Jadi, Pertamina tak harus mayoritas dan kendalikan joint venture proyek kilang?

Tidak harus. Kalau beban tidak memungkinkan, boleh dong (Pertamina) 15 persen. Arahan Presiden juga sama, Pertamina tidak harus mayoritas. Kenapa harus punya kendali? Ada skema offtaker dan marketing agreement. Kalau nanti harga dibuat mahal (oleh mitra), kan ada marketing agreement. Pertamina juga boleh melihat struktur biayanya.

Apakah sudah ada penjajakan dengan pihak swasta untuk skema ini?

Ada dari dalam dan luar negeri. Ada beberapa kilang yang mungkin meng-exercise ini.

Adakah proyek kilang yang selesai pada 2019 saat akhir pemerintahan Jokowi?

Saya rasa belum ada yang selesai pada 2019. Kami berharap Kilang Balikpapan paling cepat. Dulu berharap awal 2020 selesai, tapi karena ada re-evaluasi maka akhirnya tertunda.

Bagaimana perkembangan program BBM Satu Harga untuk pemerataan?

Kami harus bangun infrastruktur dulu untuk BBM satu harga, yaitu SPBU dan agen penyalur yang resmi. Dari data yang ada, kami berharap tahun ini sudah 58 lokasi yang menerapkan BBM satu harga. Tahun depan, direncanakan bertambah 52 lokasi dan pada 2019 sebanyak 46 lokasi. Jadi, rencananya total ada 156 lokasi yang sudah BBM satu harga.

.

Mengapa programnya BBM satu harga?

Ini untuk pemerataan. Kalau harga listrik sama, tapi kalau BBM tidak, bagaimana melakukan pemerataan. Kalau ini disamakan, bisa mengendalikan inflasi di daerah juga. Hal ini penting karena di Papua misalnya, harga BBM sampai Rp 50 ribu sehingga inflasinya tinggi dan akan merembet ke mana-mana.
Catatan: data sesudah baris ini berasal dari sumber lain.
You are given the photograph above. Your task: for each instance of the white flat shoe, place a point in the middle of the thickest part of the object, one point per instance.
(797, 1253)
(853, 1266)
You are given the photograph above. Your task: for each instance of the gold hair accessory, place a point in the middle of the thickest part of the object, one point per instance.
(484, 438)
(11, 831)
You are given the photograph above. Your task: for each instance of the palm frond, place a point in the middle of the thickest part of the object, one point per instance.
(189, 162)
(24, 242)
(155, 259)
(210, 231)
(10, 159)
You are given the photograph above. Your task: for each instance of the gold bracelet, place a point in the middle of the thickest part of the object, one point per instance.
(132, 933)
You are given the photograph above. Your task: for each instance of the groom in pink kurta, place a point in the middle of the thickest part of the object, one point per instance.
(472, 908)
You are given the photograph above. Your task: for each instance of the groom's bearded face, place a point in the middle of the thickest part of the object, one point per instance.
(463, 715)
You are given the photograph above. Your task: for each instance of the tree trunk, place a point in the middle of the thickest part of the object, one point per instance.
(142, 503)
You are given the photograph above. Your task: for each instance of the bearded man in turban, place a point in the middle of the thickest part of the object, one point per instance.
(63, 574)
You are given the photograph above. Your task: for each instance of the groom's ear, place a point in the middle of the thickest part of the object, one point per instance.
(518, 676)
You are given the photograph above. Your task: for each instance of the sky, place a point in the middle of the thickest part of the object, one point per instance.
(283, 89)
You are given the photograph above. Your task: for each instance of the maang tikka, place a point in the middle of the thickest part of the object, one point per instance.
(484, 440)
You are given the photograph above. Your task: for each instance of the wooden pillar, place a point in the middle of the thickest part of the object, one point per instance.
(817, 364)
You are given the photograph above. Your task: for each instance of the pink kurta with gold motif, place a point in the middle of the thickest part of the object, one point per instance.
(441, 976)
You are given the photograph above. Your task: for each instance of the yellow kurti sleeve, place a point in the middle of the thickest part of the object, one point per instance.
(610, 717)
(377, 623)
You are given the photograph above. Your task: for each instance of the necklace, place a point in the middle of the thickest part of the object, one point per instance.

Dari sisi rasa keadilan, pantas tidak saudara kita di Papua menikmati BBM yang sama dengan di Pulau Jawa? Harusnya pantas. Negara harus hadir, ini yang dinamakan Energi Berkeadilan. Bagaimana energi berkeadilan, sementara ada saudara kita tidak mendapatkan listrik dan BBM masih mahal.

Apakah program ini sudah membuahkan hasil?

Harga barang-barang di beberapa lokasi sudah turun. Kami pantau setiap saat. Kalau per daerah, berapa dampak inflasinya. Memang rata-rata nasional kontribusi inflasi di sana mungkin kecil. Tapi at least, we do something. Tentu tidak mungkin mengharapkan negara tetangga membantu kita.

Apa tantangan membangun infrastruktur?

Infrastruktur yang pertama. Yang kedua dan lebih berat adalah membangun mindset, karakter bangsa ini bahwa program pemerintah tersebut bertujuan untuk menurunkan harga. Praktik di lapangan kadang-kadang tidak sesuai dengan yang diharapkan. Kami tidak menutup mata soal itu. Misalnya, tiba-tiba di tingkat SPBU harga segitu, tapi pengecer membeli lebih dulu. Akibatnya, harga di masyarakat tinggi juga.

Ada cost Pertamina?

Ada, karena ini memang penugasan. Tapi tidak berarti biaya tersebut tidak kami kompensasikan dengan cara yang baik. Kami sedang cari caranya yang lebih elegan untuk mengkompensasi biaya itu. Kami juga melihat Pertamina itu BUMN dan juga patuh terhadap UU BUMN (yang harus profit).

Apakah BPK tidak akan mempersoalkannya?

Ini penugasan. Tentu ada biaya untuk yang ditugasi. Secara governance saya rasa correct. Yang sedang kami cari itu soal komersialnya.

Ada kemungkinan swasta ikut BBM Satu Harga?

Kami sedang evaluasi dampaknya seperti apa. Karena kebijakan tidak bisa tiba-tiba keluar tanpa evaluasi. Karena ini penugasan, apakah Shell, misalnya, bersedia ditugasi untuk jual rugi? AKR mau, tapi harus dilihat secara komprehensif.